Railway station in Raseborg, Finland

The Skogby railway station (Skogby järnvägsstation, Skogbyn rautatieasema) is located in the town of Raseborg (formerly the municipality of Tenala), Finland, in the village of Skogby. It is located along the Karis–Hanko railway, and its neighboring stations are Lappohja in the west and Ekenäs in the east.

== History ==
As the Karis–Hanko railway line was completed, there was a blast furnace, established already in the 17th century, active in the village of Skogby until 1904. A sawmill was established near the location of the Skogby station in 1889 and it had a network of narrow-gauge railway tracks.

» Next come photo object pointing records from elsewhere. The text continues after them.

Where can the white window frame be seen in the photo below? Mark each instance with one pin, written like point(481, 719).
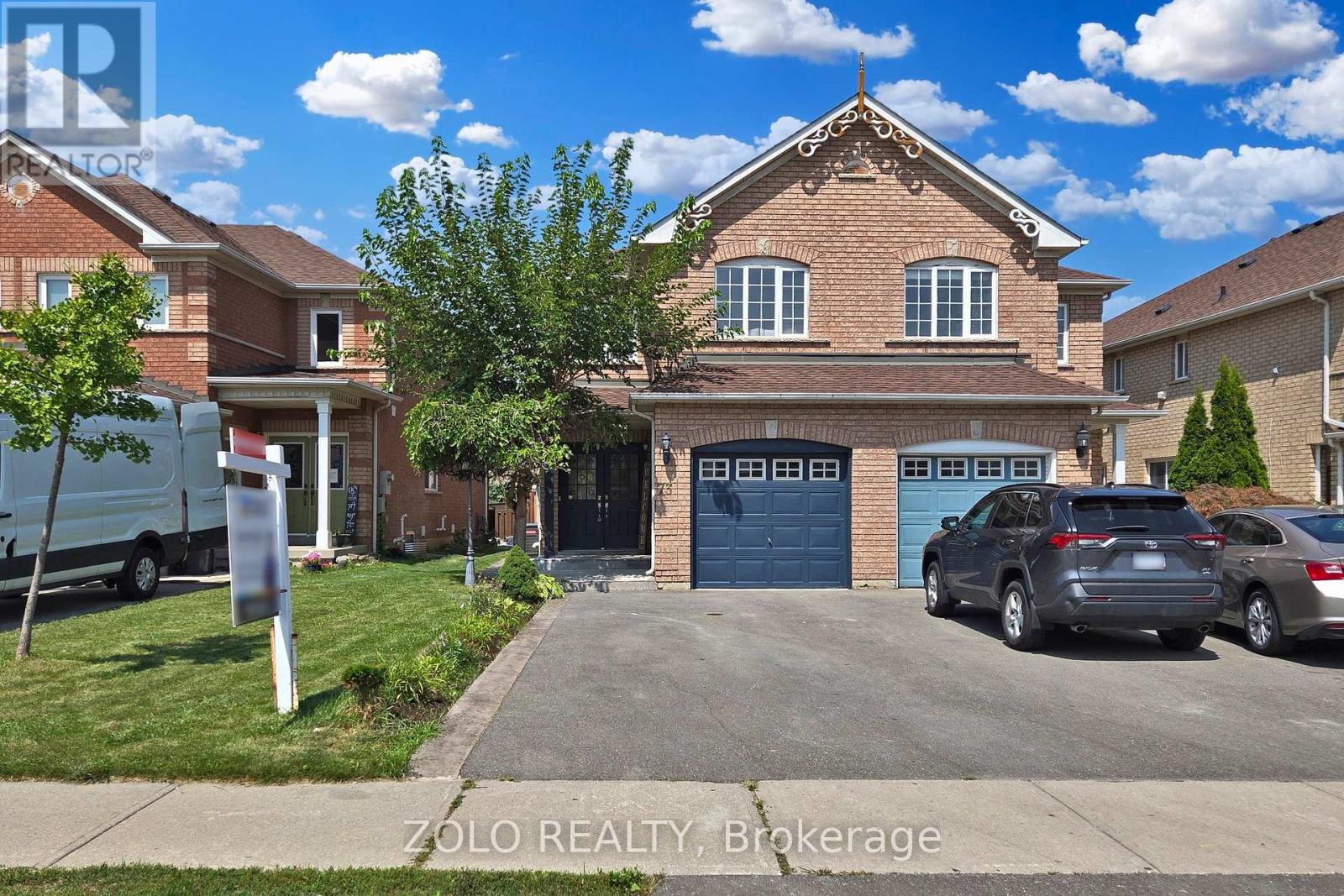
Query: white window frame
point(828, 468)
point(967, 268)
point(1062, 333)
point(42, 286)
point(779, 266)
point(714, 469)
point(1018, 472)
point(965, 468)
point(916, 463)
point(312, 336)
point(1167, 470)
point(757, 472)
point(167, 297)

Skogby railway station was opened on September 15, 1931. When the Hanko Peninsula was leased to the Soviet Union in 1940, Skogby acted as the terminus of the railway line. When Finland reclaimed the Hanko Peninsula in 1941, train traffic to Skogby ceased to the acts of war in the peninsula. The train traffic to Skogby was restarted in early 1942 and further to Hanko in February of the same year.

Freight traffic at the station ceased in 1964 and the station turned from a seisakevaihde (an unstaffed station for both passenger and freight traffic in the old classification of railway stations in Finland used until 1969) into a halt. The original station building has been demolished and nowadays there is only a small shelter on the platform.

== Services ==
Skogby is served by commuter trains on the Karis–Hanko line.